Python bindings for privacy-filter.cpp — fast GGML PII/NER token classification
Project description
privacy-filter
Fast PII/NER detection for Python — thin bindings over
privacy-filter.cpp, a minimal GGML inference engine for OpenAI's privacy-filter token-classification models.
Detect names, emails, phone numbers and other PII with precise UTF-8 byte offsets,
far faster than a stock Hugging Face Transformers pipeline. The upstream pf library and
ggml are statically linked into a single compiled extension via
nanobind +
scikit-build-core, so an installed
wheel is fully self-contained.
Features
- 🔎 Entity spans with byte offsets — every detection carries
start/end/score/label. - 🧩 Merging & dedup helpers — fold token-level spans into
PERSON/MONEY/ADDRESSand collapse repeats. - 🌍 Multilingual — works on non-ASCII text, offsets stay correct.
- 📦 Self-contained wheels — one
abi3wheel per platform, no externallibggmlto locate. - ⚡ Releases the GIL during inference; load a model once and reuse it.

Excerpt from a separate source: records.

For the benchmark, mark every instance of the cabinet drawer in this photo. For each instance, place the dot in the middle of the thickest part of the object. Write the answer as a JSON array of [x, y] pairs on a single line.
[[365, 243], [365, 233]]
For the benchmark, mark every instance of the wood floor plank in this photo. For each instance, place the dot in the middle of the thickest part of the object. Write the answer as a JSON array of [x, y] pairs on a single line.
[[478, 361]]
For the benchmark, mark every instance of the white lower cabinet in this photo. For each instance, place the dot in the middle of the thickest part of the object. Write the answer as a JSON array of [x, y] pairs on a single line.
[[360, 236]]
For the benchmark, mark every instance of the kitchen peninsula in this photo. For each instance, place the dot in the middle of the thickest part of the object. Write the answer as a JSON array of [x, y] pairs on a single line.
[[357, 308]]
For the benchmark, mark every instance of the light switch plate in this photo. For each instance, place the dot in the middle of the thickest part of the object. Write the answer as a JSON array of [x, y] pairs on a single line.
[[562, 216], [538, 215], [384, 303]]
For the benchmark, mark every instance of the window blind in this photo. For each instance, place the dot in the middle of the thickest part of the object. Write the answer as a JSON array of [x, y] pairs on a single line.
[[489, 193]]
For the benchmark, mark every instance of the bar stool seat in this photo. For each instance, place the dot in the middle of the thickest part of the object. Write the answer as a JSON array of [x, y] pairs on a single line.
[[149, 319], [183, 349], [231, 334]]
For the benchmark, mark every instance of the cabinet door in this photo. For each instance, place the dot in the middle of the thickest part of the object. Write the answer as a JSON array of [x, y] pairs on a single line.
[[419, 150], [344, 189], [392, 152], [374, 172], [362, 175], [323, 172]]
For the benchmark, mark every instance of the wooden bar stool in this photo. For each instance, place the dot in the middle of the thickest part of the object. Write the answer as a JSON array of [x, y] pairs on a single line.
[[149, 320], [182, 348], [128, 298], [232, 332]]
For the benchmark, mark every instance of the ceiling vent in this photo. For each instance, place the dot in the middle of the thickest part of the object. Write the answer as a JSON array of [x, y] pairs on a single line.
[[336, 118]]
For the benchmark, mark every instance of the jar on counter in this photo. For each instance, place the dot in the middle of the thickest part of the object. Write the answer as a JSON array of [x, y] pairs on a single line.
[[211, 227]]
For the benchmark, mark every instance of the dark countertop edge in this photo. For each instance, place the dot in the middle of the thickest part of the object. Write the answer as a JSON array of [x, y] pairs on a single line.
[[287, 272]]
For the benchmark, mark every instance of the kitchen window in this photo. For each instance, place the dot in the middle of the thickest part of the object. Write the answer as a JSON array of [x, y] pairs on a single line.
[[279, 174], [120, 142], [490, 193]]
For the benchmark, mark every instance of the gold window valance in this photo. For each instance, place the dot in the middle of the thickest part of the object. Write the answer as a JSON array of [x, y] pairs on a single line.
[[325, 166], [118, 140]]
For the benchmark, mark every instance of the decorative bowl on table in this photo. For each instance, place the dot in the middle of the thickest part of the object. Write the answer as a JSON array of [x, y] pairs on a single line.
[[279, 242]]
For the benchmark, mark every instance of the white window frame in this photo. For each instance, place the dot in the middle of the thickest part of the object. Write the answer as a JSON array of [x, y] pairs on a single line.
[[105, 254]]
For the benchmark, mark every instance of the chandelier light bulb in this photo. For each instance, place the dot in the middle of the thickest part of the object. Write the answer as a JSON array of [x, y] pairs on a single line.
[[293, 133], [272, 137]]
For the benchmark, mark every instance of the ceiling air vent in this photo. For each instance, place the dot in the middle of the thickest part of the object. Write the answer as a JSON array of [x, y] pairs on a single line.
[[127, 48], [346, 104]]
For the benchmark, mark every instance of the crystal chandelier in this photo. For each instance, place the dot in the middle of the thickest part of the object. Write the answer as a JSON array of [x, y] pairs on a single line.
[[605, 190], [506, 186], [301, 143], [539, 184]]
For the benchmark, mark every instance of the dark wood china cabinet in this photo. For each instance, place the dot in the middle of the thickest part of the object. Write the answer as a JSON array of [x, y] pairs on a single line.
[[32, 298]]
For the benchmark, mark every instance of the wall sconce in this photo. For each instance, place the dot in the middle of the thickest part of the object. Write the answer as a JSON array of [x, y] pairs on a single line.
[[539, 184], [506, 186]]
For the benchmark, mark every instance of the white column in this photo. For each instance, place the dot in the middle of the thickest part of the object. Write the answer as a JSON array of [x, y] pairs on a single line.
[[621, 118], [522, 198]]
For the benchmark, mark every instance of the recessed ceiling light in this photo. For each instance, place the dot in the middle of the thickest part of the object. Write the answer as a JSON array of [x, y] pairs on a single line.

Scope: this release is CPU-only and targets CPython 3.12+. Prebuilt wheels are published for Linux x86_64 (manylinux) and macOS arm64 (Apple Silicon).
Installation
From PyPI (coming soon)
🚧 Not yet published. Once released, install with:
pip install pii-inference
From a prebuilt wheel (GitHub Releases)
Each release attaches abi3 wheels
for Linux x86_64 and macOS arm64. Grab the one for your platform:
pip install https://github.com/solipsy/pii-inference/releases/download/v0.1.0/privacy_filter-0.1.0-cp312-abi3-macosx_11_0_arm64.whl
From source
Building from source compiles the C++ engine, so you need a C++17 compiler and
CMake ≥ 3.21 (CMake/Ninja are fetched automatically by the build). The upstream
engine and its nested ggml are git submodules:
git clone --recursive https://github.com/solipsy/pii-inference.git
cd pii-inference
pip install . # or: uv sync && uv pip install -e . --no-build-isolation
Already cloned without --recursive? Run git submodule update --init --recursive.
Quick start
You supply a GGUF model at runtime (it is not bundled — see Getting a model):
from privacy_filter import PrivacyFilter
text = "Contact Jane Doe at jane.doe@acme.com or +1-202-555-0142."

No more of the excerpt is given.